Under Armour’s Fundamentals Will Improve
Calendar 2019 was a messy year for Under Armour. Sure, UAA stock rose more than 20%, which by itself, constitutes a good year. But, Nike (NYSE:NKE) rose more than 30%, Adidas (OTCMKTS:ADDYY) rose nearly 60%, and Skechers (NYSE:SKX) and Lululemon (NASDAQ:LULU) both rose about 90%. Thus, relative to peer athletic apparel names, Under Armour was a big underperformer in 2019.
This underperformance was the byproduct of three things. First, revenue growth rates slipped, as the company’s international business meaningfully slowed. Second, slowing revenue growth caused margins to slip, as positive operating leverage turned into negative operating leverage. Third, negative optics from a federal investigation into the company’s accounting practices as well as C-Suite turnover weighed on investor sentiment.
Those three headwinds will reverse course in 2020, paving the way for Under Armour’s fundamentals to materially improve.
Revenue growth rates should rebound, led by stabilization in the international business as geopolitical tensions ease and consumer spending trends pick back up. A weaker dollar should also help boost sales in 2020. This revenue growth rebound will once again drive positive operating leverage, as expense growth rates should not change heading into the new year. At the same time, the multi-year-old federal investigation into the company’s accounting practices could very likely come to an end over the next few quarters.
Big picture — the things which caused underperformance in UAA stock in 2019 will reverse course in 2020, and the fundamentals underlying this company will go from bad to much better.
Under Armour Stock Is Fully Priced
Fundamental improvements alone do not make a stock a strong buy. Instead, fundamental improvements and a discounted valuation are the necessary ingredients for a strong buy stock.

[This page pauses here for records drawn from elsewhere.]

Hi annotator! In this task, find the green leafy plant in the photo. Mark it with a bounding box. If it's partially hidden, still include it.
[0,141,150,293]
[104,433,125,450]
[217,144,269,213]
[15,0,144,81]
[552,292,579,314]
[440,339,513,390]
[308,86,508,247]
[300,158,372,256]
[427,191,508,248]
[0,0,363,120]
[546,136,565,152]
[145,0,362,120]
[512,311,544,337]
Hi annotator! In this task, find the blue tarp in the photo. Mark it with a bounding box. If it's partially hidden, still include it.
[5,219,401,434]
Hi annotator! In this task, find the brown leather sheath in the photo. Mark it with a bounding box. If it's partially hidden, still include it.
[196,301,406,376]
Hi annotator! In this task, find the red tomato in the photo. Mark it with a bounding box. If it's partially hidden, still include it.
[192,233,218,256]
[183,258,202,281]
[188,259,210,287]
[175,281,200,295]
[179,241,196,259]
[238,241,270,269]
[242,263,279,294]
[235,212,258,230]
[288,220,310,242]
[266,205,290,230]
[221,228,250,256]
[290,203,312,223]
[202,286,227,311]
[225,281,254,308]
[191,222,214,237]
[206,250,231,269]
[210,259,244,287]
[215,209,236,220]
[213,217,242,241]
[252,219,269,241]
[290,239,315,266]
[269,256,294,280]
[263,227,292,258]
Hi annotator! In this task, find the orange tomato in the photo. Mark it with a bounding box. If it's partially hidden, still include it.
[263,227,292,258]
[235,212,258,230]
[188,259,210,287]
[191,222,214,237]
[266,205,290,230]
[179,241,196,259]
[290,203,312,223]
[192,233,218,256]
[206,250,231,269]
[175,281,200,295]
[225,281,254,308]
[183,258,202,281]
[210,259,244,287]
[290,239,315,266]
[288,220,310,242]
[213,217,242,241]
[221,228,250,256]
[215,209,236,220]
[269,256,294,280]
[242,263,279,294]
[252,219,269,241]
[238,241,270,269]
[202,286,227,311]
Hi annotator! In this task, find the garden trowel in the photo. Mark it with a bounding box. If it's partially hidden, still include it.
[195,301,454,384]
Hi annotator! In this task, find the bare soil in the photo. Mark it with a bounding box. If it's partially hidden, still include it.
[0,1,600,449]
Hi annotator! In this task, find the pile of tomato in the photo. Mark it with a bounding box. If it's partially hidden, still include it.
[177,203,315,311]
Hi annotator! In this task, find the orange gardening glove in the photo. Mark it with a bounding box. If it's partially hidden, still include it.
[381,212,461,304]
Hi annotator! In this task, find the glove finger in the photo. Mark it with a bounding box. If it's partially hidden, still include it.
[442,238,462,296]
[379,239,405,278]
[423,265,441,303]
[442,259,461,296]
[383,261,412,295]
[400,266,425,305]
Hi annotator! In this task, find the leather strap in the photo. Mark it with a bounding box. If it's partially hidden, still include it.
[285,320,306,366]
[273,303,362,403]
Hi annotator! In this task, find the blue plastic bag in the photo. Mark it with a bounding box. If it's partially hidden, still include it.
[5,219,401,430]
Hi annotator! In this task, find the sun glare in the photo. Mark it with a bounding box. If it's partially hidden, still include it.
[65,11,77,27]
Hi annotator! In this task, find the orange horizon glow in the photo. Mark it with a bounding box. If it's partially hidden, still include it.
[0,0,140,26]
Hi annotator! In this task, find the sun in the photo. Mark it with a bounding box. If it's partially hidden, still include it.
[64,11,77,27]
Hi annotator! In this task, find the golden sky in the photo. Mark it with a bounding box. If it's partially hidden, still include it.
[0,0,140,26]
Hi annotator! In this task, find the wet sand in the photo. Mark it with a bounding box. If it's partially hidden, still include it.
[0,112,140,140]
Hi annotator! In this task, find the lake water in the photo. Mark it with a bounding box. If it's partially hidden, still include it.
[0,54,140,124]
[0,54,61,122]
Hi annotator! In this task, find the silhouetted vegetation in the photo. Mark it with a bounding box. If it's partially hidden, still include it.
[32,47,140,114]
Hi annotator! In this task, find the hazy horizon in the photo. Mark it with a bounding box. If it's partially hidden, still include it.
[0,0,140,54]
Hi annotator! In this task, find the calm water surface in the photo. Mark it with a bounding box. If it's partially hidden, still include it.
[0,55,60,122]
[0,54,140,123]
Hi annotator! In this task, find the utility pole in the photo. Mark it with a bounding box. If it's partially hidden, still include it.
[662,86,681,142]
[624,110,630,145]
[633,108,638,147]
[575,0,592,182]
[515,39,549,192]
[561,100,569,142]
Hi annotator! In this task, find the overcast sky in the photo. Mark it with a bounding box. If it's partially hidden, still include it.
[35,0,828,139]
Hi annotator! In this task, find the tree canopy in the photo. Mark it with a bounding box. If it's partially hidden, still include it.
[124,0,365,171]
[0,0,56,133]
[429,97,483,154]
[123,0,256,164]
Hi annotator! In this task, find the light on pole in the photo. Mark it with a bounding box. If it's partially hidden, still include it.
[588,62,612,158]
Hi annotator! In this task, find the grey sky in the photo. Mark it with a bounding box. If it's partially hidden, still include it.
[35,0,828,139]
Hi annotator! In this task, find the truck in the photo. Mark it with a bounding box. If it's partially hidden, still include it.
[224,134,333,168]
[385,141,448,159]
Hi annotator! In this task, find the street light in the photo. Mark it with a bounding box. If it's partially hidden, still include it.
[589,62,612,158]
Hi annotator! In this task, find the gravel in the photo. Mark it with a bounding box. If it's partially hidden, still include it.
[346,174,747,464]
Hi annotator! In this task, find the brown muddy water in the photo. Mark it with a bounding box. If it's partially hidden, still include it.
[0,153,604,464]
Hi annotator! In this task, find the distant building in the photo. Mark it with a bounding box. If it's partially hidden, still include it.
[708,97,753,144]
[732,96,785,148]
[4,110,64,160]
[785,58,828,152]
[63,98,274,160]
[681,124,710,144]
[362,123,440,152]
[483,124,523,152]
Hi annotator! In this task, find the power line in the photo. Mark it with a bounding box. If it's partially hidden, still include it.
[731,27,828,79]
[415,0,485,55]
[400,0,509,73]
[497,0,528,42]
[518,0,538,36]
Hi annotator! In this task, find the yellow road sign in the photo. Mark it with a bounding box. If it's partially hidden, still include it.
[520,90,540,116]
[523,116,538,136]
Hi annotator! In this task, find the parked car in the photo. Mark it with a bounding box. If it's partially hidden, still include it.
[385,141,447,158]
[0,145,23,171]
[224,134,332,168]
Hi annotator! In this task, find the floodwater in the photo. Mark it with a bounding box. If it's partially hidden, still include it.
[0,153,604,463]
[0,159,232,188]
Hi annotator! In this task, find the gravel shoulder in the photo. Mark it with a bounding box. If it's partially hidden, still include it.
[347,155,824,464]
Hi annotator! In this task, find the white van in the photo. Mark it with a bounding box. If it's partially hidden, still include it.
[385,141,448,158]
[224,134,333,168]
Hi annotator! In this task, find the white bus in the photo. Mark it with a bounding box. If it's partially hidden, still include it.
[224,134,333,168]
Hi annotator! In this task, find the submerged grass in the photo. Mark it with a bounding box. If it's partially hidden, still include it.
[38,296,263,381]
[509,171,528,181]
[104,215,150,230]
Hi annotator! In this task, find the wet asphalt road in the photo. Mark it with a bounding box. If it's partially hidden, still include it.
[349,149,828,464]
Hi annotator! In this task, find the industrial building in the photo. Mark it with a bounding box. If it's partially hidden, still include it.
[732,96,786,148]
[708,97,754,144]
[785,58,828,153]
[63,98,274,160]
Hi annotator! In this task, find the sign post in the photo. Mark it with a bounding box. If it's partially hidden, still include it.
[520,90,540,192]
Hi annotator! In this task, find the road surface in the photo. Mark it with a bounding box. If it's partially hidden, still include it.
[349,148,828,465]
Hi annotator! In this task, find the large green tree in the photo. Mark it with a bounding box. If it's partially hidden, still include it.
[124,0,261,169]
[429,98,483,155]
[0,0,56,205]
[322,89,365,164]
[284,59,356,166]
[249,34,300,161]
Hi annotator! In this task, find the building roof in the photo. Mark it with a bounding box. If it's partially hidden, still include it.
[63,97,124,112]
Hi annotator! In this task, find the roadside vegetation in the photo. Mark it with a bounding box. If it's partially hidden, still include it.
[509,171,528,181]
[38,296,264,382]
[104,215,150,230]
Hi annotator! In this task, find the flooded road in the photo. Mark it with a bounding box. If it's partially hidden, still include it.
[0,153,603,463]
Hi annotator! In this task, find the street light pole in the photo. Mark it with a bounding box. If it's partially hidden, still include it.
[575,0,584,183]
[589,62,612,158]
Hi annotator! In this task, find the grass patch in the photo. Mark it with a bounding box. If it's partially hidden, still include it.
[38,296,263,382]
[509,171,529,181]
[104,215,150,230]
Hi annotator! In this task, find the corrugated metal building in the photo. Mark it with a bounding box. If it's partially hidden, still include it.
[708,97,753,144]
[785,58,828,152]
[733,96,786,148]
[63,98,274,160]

A month ago, Under Armour stock had both of those. Today, it only has one.
In early December 2019, Under Armour stock was trading at $18. That was a sizable discount to my 2020 price target for the stock of $22.50, which was based on a few long-term assumptions. First, steady 3%-4% revenue growth over the next few years thanks to sustained athletic apparel market tailwinds, offset somewhat by slight market share erosion because the brand continues to emphasize performance over fashion. Second, continued margin expansion from gross margin improvements and consistent positive operating leverage. Third, earnings per share growth to $1.50 by 2025, driven by low single-digit revenue growth and significant margin improvements.
My long-term assumptions for Under Armour’s growth trajectory have not changed over the past month. The price tag on UAA stock has. A month ago, this was an $18 stock, with 25% upside potential in 2020. Today, it is a $21.50 stock, with much less compelling 5% upside potential in 2020.
Because of this, UAA stock no longer looks that great heading into 2020. Yes, fundamental improvements will drive shares higher. But, a full valuation will limit the magnitude and challenge the sustainability of those gains.
Bottom Line on UAA Stock
A month ago, UAA stock looked like a great rebound candidate for 2020, with 20%-plus upside potential over the next 12 months. But, it has since rallied 15% in a month. Yet, the long-term fundamentals underlying shares have not changed.
Thus, the big 2020 rebound in UAA stock has mostly played out in late 2019. Over the next 12 months, UAA stock will likely be choppy, with fundamental improvements being offset by valuation friction.
As of this writing, Luke Lango was long NKE.